Harry recapacitó. Empezó a ver las cosas más claras.

—En otras palabras, alguien había enviado ya una muestra para obtener un perfil de ADN de Jonas —dijo Becker—. Me informaron de que el perfil anterior es de hace siete años.

—¿Y te confirmaron que se trataba de Jonas?

—No, era anónimo. Pero tenían el nombre de quien solicitó el análisis.

—¿Y era?

—Un centro médico que ya no existe. —Harry ya sabía la respuesta antes de que Becker lo dijera—. La Clínica Marienlyst.

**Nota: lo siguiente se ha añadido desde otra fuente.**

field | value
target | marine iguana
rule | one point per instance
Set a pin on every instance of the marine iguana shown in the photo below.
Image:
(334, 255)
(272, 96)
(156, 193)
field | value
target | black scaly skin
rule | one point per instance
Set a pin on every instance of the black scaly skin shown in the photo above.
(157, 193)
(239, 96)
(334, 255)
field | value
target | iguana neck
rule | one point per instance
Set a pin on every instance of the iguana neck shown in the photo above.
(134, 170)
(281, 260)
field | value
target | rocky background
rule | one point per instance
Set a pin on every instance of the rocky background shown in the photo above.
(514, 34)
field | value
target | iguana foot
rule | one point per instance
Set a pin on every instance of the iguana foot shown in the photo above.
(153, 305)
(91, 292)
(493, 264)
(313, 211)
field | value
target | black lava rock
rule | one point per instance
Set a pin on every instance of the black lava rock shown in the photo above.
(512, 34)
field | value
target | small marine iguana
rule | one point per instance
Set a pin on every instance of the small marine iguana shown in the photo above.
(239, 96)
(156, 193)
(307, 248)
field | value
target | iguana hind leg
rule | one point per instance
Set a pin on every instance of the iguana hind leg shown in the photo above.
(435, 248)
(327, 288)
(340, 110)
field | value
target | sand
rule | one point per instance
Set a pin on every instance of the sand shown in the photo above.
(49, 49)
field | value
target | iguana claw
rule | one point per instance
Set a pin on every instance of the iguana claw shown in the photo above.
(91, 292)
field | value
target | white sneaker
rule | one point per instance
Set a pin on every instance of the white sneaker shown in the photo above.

—Idar Vetlesen —dijo Harry ladeando la cabeza, como examinando un cuadro para comprobar si estaba torcido o no.

—Correcto —dijo Becker, juntando las palmas de las manos y sonriendo pálidamente—. Eso era todo. Lo que quería decir era que… no tengo ningún hijo.

—Lo siento.

—En realidad, lo presentía desde hace mucho.

—Ya, ¿por qué tanta prisa en contarlo, tanta como para venir aquí?

—No lo sé —dijo Becker.

Harry esperó.

—Yo… yo, es que esta noche tenía que hacer algo como lo que acabo de hacer. Si no, a saber lo que se me habría ocurrido. Yo… —El profesor hizo una pausa antes de continuar—. Ahora estoy solo. Mi vida ya no tiene mucho sentido. Si esa pistola hubiera sido de verdad…

—No —dijo Harry—. No pienses eso. Es una idea cuyo atractivo va en aumento cuanto más la acaricias. Y se te olvida una cosa. Aunque tu vida no tenga valor para ti, lo tiene para otras personas. Para Jonas, por ejemplo.

—¿Jonas? —resopló Becker riéndose amargamente—. ¿Ese niño que no es mío…? Lo de no acariciar la idea, ¿es algo que aprendéis en la Escuela Superior de Policía?

—No —dijo Harry.

Se miraron.

—En fin —dijo Becker—, ahora ya lo sabes.

—Gracias —dijo Harry.

Cuando Becker se fue, Harry seguía intentando averiguar si el cuadro estaba torcido, y no se dio cuenta de que el agua no burbujeaba, que el hervidor de agua se había apagado y que el pequeño piloto rojo que había debajo del botón de encendido se apagaba y se extinguía lentamente.